On body and soul


Kalyanee Mulay, who was in the city recently, talks about how she fought the stigma associated with nudity while playing the lead character in Nude

Kalyanee Mulay shed her clothes, along with her inhibitions, to portray Yamuna, who becomes a nude art model to support her son’s education in the Marathi film Nude (2018). “It was a psychosomatic experience to say the least. And it took a toll on me — both physically and mentally. Firstly, I had to accept my body in its raw form; only then will I be able to convince others. That’s why I had to do away with the regressive notions,” says Kalyanee, who was in the city to discuss the film as a part of the closing ceremony of Independent Film Festival of Chennai, organised by Thamizh Studio.

Kalyanee was excited and sceptical at the same time, when filmmaker Ravi Jadhav approached her back in 2014, impressed with her play on a similar theme focussing on the female body. “There have been short films and documentaries about nude models, but I couldn’t find a proper feature film about them. In the sense that I was literally clueless about their world,” adds the graduate from National School of Drama.

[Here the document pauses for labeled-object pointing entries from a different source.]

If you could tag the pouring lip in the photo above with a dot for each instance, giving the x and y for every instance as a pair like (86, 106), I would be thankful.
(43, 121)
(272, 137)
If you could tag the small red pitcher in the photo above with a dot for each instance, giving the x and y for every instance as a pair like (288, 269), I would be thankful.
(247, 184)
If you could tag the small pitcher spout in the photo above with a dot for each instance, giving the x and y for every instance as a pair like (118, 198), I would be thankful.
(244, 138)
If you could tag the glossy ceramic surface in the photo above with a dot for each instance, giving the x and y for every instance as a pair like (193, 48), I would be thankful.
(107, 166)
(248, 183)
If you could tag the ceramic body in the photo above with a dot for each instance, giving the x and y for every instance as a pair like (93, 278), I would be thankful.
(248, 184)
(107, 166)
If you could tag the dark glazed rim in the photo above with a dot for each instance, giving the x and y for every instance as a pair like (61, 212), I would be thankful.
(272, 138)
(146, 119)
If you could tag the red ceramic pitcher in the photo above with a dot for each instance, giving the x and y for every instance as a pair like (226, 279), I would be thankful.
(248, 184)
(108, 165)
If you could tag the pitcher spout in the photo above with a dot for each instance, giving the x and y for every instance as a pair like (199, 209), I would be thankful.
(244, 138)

The premise of the film is about the male gaze and how models in this profession are perceived as objects of desire. For Nude, Ravi interviewed several real-life models in Maharashtra who later became the reference points for Kalyanee and her co-star Chhaya Kadam. In fact, in one of her modelling sessions, Kalyanee says she felt like a “cocoon” because that’s how embarrassed she was.

“A woman who has been a model for over 30 years was at her casual best and said, ‘It’s very hot here. Can you guys switch on the fan?’ Only then did we realise that it was one of the most natural professions.”

Let’s address the elephant in the room: the word nude has a negative connotation in society. What according to Kalyanee defines nudity? “It’s something without any external layer. We need to start looking at things as how they’re in their real form. That’s what art students do; they analyse the anatomical structure, without staring lewdly at the body.”

It’s no secret that actresses have been shamed for taking up subjects that require them to shed their clothes. The recent examples being Radhika Apte and Rajshri Deshpande who came under harsh criticism for intimate scenes in Parched and Sacred Games respectively.

Should an artist be worried about the social implications, if he/she is willing to take up such bold roles? “It didn’t bother me at all. Because, it was something that my work demanded. As long as you don’t demean yourself and compromise on any level, an actor shouldn’t even think about this.”

Nude received mainstream attention after it was dropped from International Film Festival Goa 2017, despite being selected as the opening film. A year after its release, the film changed Kalyanee’s perspective about films, and opened newer doors for her. “It took me the longest time to come out of that zone. I took a three-month sabbatical, after which, I slowly began to realise its impact. A lot of nude models from Maharashtra flocked to the theatres and supported this film.”